Three-dimensional N-doped carbon nanosheets loaded with heterostructured Ni/Ni3ZnC0.7 nanoparticles for selective and efficient CO2 reduction

Abstract

Electrocatalytic CO₂ reduction (CO₂RR) has emerged as a promising approach for converting CO₂ into valuable chemicals and fuels to achieve a sustainable carbon cycle. However, the development of efficient electrocatalysts with high current densities and superior product selectivity remains a significant challenge. In this study, we present the synthesis of a porous nitrogen-doped carbon nanosheet loaded with heterostructured Ni/Ni₃ZnC_0.7 nanoparticles through a facile hydrothermal-calcination method (Ni/Ni₃ZnC_0.7-NC).

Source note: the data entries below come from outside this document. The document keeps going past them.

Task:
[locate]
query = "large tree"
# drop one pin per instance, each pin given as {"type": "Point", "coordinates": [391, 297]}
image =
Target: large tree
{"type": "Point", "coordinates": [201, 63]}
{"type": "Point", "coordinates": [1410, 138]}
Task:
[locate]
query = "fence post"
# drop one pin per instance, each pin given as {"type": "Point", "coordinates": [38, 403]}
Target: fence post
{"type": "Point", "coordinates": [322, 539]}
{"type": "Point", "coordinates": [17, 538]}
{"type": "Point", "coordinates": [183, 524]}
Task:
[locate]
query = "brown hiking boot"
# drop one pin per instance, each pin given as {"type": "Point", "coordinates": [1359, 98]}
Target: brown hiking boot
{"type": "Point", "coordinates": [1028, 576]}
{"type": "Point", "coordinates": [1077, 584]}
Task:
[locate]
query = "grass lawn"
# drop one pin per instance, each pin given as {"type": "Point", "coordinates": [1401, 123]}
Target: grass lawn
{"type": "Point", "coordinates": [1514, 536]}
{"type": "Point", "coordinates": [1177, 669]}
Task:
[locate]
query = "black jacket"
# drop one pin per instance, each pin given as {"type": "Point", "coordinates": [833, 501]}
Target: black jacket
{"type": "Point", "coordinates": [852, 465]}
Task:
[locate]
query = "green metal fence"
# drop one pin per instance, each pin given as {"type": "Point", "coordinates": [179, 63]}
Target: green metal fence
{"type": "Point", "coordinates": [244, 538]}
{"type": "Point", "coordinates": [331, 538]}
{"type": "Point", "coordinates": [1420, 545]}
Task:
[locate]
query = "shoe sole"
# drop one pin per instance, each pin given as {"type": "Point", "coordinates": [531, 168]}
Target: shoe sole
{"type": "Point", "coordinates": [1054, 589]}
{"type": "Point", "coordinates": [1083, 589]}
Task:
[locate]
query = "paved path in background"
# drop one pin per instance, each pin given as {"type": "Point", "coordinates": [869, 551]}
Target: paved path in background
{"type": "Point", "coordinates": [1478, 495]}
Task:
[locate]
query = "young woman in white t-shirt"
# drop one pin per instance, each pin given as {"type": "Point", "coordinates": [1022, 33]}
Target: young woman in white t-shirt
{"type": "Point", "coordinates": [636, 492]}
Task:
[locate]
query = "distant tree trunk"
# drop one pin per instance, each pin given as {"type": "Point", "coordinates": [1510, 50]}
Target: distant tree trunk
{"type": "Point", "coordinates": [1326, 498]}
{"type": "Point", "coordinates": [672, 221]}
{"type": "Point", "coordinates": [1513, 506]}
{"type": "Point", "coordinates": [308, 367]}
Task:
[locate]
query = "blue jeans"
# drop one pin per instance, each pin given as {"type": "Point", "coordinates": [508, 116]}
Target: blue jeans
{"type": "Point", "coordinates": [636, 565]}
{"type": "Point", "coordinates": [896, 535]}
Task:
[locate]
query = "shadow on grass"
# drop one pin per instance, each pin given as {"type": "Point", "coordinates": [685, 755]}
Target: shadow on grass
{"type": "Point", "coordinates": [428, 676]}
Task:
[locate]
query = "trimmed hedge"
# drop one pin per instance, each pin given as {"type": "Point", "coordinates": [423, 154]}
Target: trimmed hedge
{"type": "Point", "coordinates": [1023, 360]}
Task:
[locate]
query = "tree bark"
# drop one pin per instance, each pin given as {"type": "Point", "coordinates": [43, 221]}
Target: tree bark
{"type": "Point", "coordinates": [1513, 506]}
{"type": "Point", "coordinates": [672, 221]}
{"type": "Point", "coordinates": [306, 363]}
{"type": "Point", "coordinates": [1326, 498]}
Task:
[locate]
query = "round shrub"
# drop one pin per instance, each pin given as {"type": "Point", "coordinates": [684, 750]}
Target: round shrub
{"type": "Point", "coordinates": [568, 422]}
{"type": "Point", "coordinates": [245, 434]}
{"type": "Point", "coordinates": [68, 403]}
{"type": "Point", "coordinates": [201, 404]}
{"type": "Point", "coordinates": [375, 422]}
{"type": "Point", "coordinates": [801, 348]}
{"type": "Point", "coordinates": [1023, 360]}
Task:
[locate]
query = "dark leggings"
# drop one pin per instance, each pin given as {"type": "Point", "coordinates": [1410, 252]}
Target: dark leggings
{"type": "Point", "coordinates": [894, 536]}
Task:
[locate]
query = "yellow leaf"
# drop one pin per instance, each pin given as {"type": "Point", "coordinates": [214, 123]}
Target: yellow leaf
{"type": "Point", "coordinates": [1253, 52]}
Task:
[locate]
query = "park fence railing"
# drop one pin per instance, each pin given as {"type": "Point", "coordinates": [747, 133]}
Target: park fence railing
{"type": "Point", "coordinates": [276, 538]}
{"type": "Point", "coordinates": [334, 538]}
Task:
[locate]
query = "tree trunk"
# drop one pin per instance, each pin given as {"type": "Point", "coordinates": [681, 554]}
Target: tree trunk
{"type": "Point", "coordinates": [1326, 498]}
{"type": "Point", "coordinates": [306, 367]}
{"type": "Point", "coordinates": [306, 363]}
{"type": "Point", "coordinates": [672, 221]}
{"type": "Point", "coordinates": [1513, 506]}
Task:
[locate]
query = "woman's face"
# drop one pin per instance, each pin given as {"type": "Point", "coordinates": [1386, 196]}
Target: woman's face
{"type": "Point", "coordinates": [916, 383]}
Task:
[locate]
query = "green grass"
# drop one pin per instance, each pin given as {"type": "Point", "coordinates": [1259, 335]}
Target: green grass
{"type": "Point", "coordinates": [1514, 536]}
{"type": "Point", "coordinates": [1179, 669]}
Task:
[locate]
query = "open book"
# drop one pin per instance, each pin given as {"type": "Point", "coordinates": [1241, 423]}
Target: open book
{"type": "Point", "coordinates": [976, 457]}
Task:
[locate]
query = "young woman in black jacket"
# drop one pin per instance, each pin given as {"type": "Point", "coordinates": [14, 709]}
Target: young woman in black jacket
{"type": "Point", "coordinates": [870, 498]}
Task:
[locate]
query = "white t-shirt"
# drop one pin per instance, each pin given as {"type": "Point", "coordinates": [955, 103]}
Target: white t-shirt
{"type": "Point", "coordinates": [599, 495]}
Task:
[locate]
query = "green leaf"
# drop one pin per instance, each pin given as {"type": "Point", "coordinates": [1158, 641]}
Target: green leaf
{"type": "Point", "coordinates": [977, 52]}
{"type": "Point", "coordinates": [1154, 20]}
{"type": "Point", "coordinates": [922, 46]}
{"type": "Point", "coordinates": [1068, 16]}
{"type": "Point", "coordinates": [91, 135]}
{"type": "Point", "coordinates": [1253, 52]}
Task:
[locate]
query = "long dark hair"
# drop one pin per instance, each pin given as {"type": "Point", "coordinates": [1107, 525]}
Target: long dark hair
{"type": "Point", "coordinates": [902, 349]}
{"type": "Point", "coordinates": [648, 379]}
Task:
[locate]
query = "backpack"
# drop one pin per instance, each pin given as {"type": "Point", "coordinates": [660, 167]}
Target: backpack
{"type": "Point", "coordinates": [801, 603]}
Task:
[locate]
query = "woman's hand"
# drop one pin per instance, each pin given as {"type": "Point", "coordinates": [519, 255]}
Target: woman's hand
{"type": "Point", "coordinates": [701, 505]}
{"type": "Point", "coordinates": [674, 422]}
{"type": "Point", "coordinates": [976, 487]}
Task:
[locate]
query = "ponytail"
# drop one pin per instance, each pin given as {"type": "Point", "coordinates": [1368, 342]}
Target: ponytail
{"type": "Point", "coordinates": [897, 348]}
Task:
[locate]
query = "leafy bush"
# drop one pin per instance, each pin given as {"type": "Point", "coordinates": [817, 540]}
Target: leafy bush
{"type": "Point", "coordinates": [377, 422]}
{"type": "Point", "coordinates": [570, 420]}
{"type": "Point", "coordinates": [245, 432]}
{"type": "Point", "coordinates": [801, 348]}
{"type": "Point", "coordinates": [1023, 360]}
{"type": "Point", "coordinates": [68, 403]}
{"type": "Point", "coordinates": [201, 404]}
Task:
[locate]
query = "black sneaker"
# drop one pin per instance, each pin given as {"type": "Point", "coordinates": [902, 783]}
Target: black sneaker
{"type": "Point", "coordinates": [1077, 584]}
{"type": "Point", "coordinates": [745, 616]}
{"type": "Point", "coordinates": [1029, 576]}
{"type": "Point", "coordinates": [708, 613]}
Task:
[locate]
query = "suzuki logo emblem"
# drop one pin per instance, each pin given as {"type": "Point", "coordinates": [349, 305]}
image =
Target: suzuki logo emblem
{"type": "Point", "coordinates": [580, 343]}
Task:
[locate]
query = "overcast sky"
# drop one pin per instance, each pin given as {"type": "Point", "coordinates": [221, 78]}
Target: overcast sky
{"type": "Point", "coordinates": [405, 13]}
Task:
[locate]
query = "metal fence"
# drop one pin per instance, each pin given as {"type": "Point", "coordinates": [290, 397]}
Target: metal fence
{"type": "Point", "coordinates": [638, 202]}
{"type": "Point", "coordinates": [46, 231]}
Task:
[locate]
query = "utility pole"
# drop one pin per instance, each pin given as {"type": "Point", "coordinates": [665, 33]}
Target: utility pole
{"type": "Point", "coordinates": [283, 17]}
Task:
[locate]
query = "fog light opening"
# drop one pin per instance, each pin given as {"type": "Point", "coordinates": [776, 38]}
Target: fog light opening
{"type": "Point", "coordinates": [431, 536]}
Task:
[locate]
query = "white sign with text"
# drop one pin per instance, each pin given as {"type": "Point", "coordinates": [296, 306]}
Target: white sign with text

Remarkably, the Ni/Ni₃ZnC_0.7-NC catalyst exhibits outstanding performance towards CO₂RR in an H-cell, demonstrating a high CO faradaic efficiency of 92.47% and a current density (j_CO) of 15.77 mA cm⁻² at 0.87 V vs. RHE. To further explore its potential industrial applications, we constructed a flow cell and a rechargeable Zn–CO₂ flow cell utilizing the Ni/Ni₃ZnC_0.7-NC catalyst as the cathode. Impressively, not only does the Ni/Ni₃ZnC_0.7-NC catalyst achieve an industrial high current density of 254 mA cm⁻² at a voltage of −1.19 V vs. RHE in the flow cell, but it also exhibits a maximum power density of 4.2 mW cm⁻² at 22 mA cm⁻² in the Zn–CO₂ flow cell, while maintaining excellent rechargeability. Density functional theory (DFT) calculations indicate that Ni/Ni₃ZnC_0.7-NC possesses more spontaneous reaction pathways for CO₂ reduction to CO, owing to its heterogeneous structure in contrast to Ni₃ZnC_0.7-NC and Ni–NC. Consequently, Ni/Ni₃ZnC_0.7-NC demonstrates accelerated CO₂RR reaction kinetics, resulting in improved catalytic activity and selectivity for CO₂RR.